The Eders (who returned to London in 2013) moved to Dubai for work in 2007, much to the horror of their north-west London friends. Sharon’s mother was from Libya and her father from Iraq, Simon’s family solid Ashkenazi. But, says Simon, Israeli friends reacted differently: all they wanted to know was when they could visit.

And that different response, believes Simon, is because of “Israel’s indirect involvement over many years” with the Emirates, which the Eders witnessed up close but which has not been discussed publicly.

Israel’s “under-the-radar” relations with the UAE go back a long way, he says. When, in 2012, Sharon Eder had their son in Dubai, the couple wanted to have a brit milah for him and so brought a mohel from South Africa. At the same time, “the undercover Israeli attaché in Dubai was also having a baby boy and heard about our brit. The mohel became a mini-celebrity in the region and she had a brit for her son.
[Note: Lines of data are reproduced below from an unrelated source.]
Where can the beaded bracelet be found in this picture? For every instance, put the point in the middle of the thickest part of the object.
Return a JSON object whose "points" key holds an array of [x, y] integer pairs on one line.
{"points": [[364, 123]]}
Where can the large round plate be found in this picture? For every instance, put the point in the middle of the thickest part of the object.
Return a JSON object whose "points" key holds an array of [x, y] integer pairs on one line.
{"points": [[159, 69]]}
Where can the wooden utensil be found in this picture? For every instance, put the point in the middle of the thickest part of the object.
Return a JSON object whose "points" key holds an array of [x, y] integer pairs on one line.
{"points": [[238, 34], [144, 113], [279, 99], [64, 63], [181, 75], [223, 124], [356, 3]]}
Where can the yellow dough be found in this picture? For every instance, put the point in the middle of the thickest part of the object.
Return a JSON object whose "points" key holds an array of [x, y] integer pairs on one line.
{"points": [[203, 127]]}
It was a sort of ‘brit diplomacy’ — the American ambassador was there, various locals… all behind closed doors”.

This was, as Simon Eder recalls, only two years after the botched operation in which Hamas leader Mahmoud al-Mabhouh was killed in Dubai and Mossad was blamed. “Relations were publicly severed. But they actually weren’t at all: they just went underground”.

The idea that Israel had an “undercover attaché” in Dubai is jaw-dropping enough. But Simon Eder talks about the “blind eye” culture, too, which enabled him to bring a sefer Torah from London’s Marble Arch synagogue, to be questioned about it at Dubai’s airport, and yet successfully bring it to the “Villa”, which was the ad hoc headquarters of the nascent Jewish community.

Things changed considerably between 2008 and 2012, he says. In 2008, there was no option on the Emirates ID card to enter “Jewish” as one’s religion. By 2012, that was possible. Quietly, the sheikhs who govern the UAE were encouraging new businesses to set up shop, from helping establish the Dubai Financial District to the new Diamond Bourse. And along with the “key businesses” were, of course, key business people — many of whom were Jewish.

Over Pesach 2010 the Eders went to Sri Lanka and met the Chabad rabbi there, who mentioned that a previous visitor had been the head librarian of Abu Dhabi, responsible for stocking the national library with a wide variety of books — and a Talmud and the novels of Isaac Bashevis Singer.

The librarian had a crucial email list of around 20 people, who became the bedrock of the new Jewish community.

Simon Eder paints a compelling picture of “don’t ask” during those years. The Eders’ first child, a daughter, was born just after Rosh Hashanah in 2010 and two Chabad rabbis had been invited from New York to help run the High Holy Day services. But the baby was in intensive care and the rabbis wanted to say prayers for her. “I had told them to dress as discreetly as possible, which obviously was not adhered to in any way, shape or form. We took them to our daughter’s bedside — where they said tehillim and were speaking at the tops of their voices, in Hebrew, with my mother-in-law. And all in an Arab hospital”. There were “looks”, reports Simon, “but also a kind of acceptance”.

To begin with, he says, “we trod a very narrow tightrope, because we felt there was a tolerance to Jews, but definitely not to Israel, at least publicly. But because we functioned behind closed doors, we knew that there was knowledge [of the Jewish community]”. Add that to Dubai’s emphasis on tolerance and diversity, and an opening up about religion in the region, prompted a shift in attitude.

The peace deal, Simon Eder feels, “opens up for the first time, officially, the possibility of direct trade links. The opportunities are endless: not that it hasn’t been happening, on virtually every level, with Israelis entering on European passports, week in, week out, between Tel Aviv and Dubai, via Jordan. I really think it will awaken other countries in the region, including Saudi Arabia, because of the changing geopolitical landscape”.